126 East King Street

Lancaster, PA 17602-2893

Tel 717-299-5201 Fax 717-291-4660

www.barley.com

June 29, 2017

 

Riverview Financial Corporation

3rd and Market Streets

P.O. Box A

Halifax, PA 17032

Re:    Merger of Riverview Financial Corporation and CBT Financial Corp.

Dear Ladies and Gentlemen:

We have acted as counsel to Riverview Financial Corporation (“Riverview”) in connection with the registration under the Securities Act of 1933, as amended, by means of a registration statement on Form S-4 (the “Registration Statement”), of 4,134,056 shares of the no par value common stock of Riverview (“Riverview Common Stock”), which is the maximum number of shares to be issued by Riverview pursuant to the terms of the Agreement and Plan of Merger, dated April 19, 2017 (the “Merger Agreement”), entered into between Riverview and CBT Financial Corp. (“CBT”).

The following transactions will occur upon consummation of the Merger Agreement: (i) Riverview will merge with CBT, with Riverview surviving (the “Merger”), and (ii) all of the outstanding shares of the no par value common stock of CBT (“CBT Common Stock”) will be converted into 2.86 shares of Riverview Common Stock. Immediately following the consummation of the Merger, Riverview Bank, the wholly owned subsidiary of Riverview, and CBT Bank, the wholly-owned subsidiary of CBT, will merge, with Riverview Bank surviving.

Except as otherwise indicated herein, capitalized terms used in this Opinion Letter are defined and set forth in the Merger Agreement. Our opinions herein are subject to the following conditions and assumptions:

(1) All conditions precedent to the obligations of Riverview and CBT as set forth in the Merger Agreement will have been satisfied at the time of the Merger;

(2) All covenants required to be performed by Riverview and CBT on or before the date of consummation of the Merger, as set forth in the Merger Agreement, will have been performed by them as of such date; and

(3) The shares of Riverview Common Stock will be issued, and the Merger will be consummated, in strict accordance with the terms of the Merger Agreement.

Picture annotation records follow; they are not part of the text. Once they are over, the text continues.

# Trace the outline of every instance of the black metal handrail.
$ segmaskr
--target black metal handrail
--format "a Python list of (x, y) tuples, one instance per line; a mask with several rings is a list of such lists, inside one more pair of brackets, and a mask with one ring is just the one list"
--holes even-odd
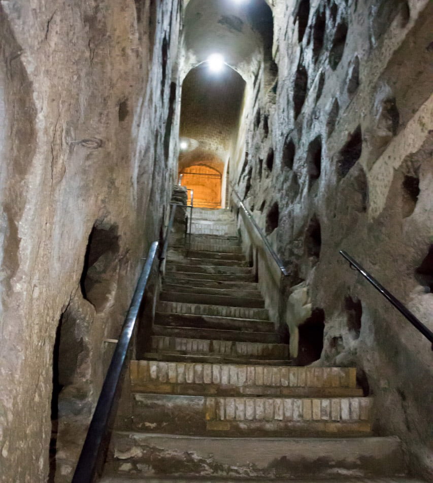
[(276, 253), (274, 249), (271, 246), (271, 244), (269, 243), (268, 238), (266, 237), (264, 233), (262, 231), (261, 229), (257, 225), (257, 222), (255, 220), (254, 220), (254, 217), (251, 212), (248, 210), (248, 209), (245, 206), (245, 204), (242, 202), (242, 200), (241, 199), (241, 197), (238, 194), (236, 190), (233, 187), (232, 184), (230, 182), (230, 186), (231, 188), (231, 190), (238, 197), (238, 199), (239, 200), (239, 205), (241, 208), (244, 210), (245, 213), (245, 214), (247, 215), (247, 217), (251, 221), (251, 222), (254, 225), (254, 228), (257, 230), (257, 232), (261, 237), (262, 240), (263, 240), (263, 243), (264, 244), (264, 246), (268, 249), (268, 251), (270, 252), (271, 255), (272, 256), (272, 258), (275, 260), (277, 263), (277, 264), (278, 265), (278, 267), (280, 270), (281, 270), (281, 272), (284, 275), (284, 277), (288, 277), (290, 274), (289, 272), (286, 269), (285, 267), (284, 266), (283, 261), (278, 256), (278, 255)]
[(128, 349), (158, 245), (157, 242), (154, 242), (149, 250), (89, 427), (72, 483), (92, 483), (104, 463), (107, 451), (107, 445), (104, 443), (109, 436), (109, 423), (113, 417), (116, 394), (121, 387)]
[(402, 314), (412, 325), (422, 335), (426, 337), (431, 343), (431, 349), (433, 350), (433, 332), (432, 332), (428, 327), (426, 327), (422, 322), (417, 319), (412, 313), (405, 307), (403, 303), (394, 297), (392, 294), (388, 292), (386, 289), (381, 285), (370, 273), (369, 273), (365, 269), (361, 266), (360, 265), (350, 256), (349, 254), (343, 250), (340, 251), (340, 255), (343, 256), (350, 264), (351, 268), (353, 267), (357, 270), (359, 273), (364, 277), (373, 285), (373, 286), (400, 312)]

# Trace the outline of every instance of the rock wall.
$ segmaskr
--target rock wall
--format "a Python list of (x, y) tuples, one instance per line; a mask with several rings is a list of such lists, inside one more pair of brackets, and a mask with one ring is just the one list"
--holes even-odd
[(230, 174), (291, 272), (279, 300), (268, 290), (279, 285), (274, 262), (240, 221), (246, 251), (282, 330), (296, 311), (291, 294), (308, 290), (294, 362), (355, 365), (375, 396), (376, 430), (401, 437), (413, 471), (433, 479), (430, 345), (339, 254), (433, 328), (433, 6), (298, 0), (273, 13), (278, 85), (261, 88), (246, 157)]
[(72, 477), (168, 211), (181, 9), (0, 2), (2, 481)]

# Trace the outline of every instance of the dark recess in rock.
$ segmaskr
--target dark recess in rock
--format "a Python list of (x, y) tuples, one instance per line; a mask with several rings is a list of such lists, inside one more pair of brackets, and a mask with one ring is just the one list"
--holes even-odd
[(244, 195), (244, 199), (248, 195), (250, 190), (251, 189), (251, 178), (252, 176), (253, 168), (252, 167), (250, 166), (250, 169), (248, 169), (248, 174), (247, 175), (247, 182), (245, 184), (245, 194)]
[(350, 77), (347, 82), (347, 93), (351, 97), (359, 87), (359, 58), (357, 55), (353, 59)]
[(261, 174), (263, 172), (263, 160), (261, 158), (258, 158), (258, 175), (259, 180), (261, 179)]
[(305, 251), (307, 256), (316, 259), (320, 257), (322, 235), (320, 223), (316, 215), (310, 220), (305, 232)]
[(314, 21), (314, 28), (313, 30), (313, 57), (315, 63), (320, 54), (323, 46), (323, 39), (326, 27), (326, 16), (325, 11), (320, 12), (318, 10), (316, 14)]
[(352, 298), (350, 295), (347, 295), (344, 299), (344, 308), (349, 333), (352, 338), (355, 340), (359, 338), (361, 332), (361, 318), (362, 316), (361, 301), (356, 297)]
[(416, 269), (415, 274), (419, 283), (433, 293), (433, 244), (430, 244), (428, 253)]
[(117, 227), (93, 226), (89, 239), (80, 281), (84, 298), (101, 312), (113, 290), (120, 250)]
[(345, 20), (342, 20), (336, 29), (332, 46), (329, 52), (329, 65), (333, 71), (337, 68), (343, 57), (347, 37), (347, 24)]
[(263, 118), (263, 131), (264, 132), (264, 137), (267, 137), (269, 134), (269, 124), (268, 123), (269, 116), (266, 114)]
[(272, 171), (272, 168), (274, 167), (274, 150), (272, 148), (270, 148), (269, 151), (268, 152), (268, 156), (266, 158), (266, 167), (270, 172)]
[(331, 20), (332, 21), (332, 23), (335, 25), (337, 14), (338, 13), (338, 7), (337, 6), (337, 4), (335, 2), (333, 2), (331, 5), (331, 7), (329, 9), (329, 13), (330, 14)]
[(362, 151), (362, 135), (361, 126), (358, 126), (340, 152), (337, 170), (340, 177), (344, 178), (349, 172), (361, 157)]
[(302, 65), (299, 59), (297, 69), (295, 76), (293, 86), (293, 105), (294, 107), (294, 117), (296, 119), (301, 114), (302, 107), (305, 102), (307, 96), (307, 86), (308, 84), (308, 74), (307, 70)]
[(322, 138), (313, 140), (308, 145), (307, 153), (307, 169), (310, 180), (317, 180), (320, 176), (322, 164)]
[(322, 308), (314, 308), (311, 317), (299, 329), (299, 352), (296, 364), (306, 366), (320, 358), (323, 349), (325, 312)]
[(120, 122), (123, 122), (125, 119), (126, 119), (126, 117), (129, 114), (129, 111), (128, 110), (128, 101), (127, 99), (125, 100), (122, 100), (119, 104), (119, 121)]
[(293, 168), (293, 161), (294, 160), (296, 148), (294, 143), (291, 137), (288, 136), (284, 141), (284, 146), (283, 148), (282, 164), (284, 167), (292, 169)]
[(317, 92), (316, 93), (316, 102), (318, 102), (320, 96), (322, 95), (322, 92), (323, 91), (323, 86), (325, 85), (325, 73), (321, 72), (320, 77), (319, 78), (319, 82), (317, 83)]
[(338, 99), (336, 98), (332, 102), (332, 106), (326, 121), (326, 133), (328, 137), (334, 132), (339, 112), (340, 105), (338, 103)]
[(255, 118), (254, 119), (254, 127), (256, 128), (256, 129), (257, 129), (260, 125), (260, 119), (261, 114), (260, 112), (260, 108), (259, 108), (256, 112)]
[(406, 218), (414, 212), (419, 195), (419, 178), (406, 175), (402, 183), (403, 218)]
[(310, 0), (301, 0), (295, 17), (295, 22), (297, 20), (297, 38), (299, 43), (302, 42), (304, 34), (308, 25), (308, 17), (310, 16)]
[(280, 217), (280, 210), (278, 203), (276, 201), (271, 207), (266, 215), (266, 234), (271, 233), (278, 226)]

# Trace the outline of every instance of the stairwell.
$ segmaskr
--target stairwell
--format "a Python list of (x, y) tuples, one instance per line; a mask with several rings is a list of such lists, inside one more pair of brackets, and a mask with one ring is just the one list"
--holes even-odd
[(196, 210), (129, 377), (107, 483), (408, 481), (400, 441), (372, 431), (354, 368), (290, 365), (227, 210)]

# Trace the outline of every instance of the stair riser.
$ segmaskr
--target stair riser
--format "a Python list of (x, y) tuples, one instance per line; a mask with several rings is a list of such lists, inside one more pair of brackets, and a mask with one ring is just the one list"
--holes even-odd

Based upon and subject to the foregoing, we are of the opinion that the shares of Riverview Common Stock to be issued in connection with the Merger are duly authorized, and, when issued as provided in the Merger Agreement, will be legally issued, fully paid and nonassessable.


We hereby consent to the use of this Opinion in the Registration Statement, and we further consent to the reference to our name in the proxy statement/ prospectus included as part of the Registration Statement, under the caption “Legal Matters”.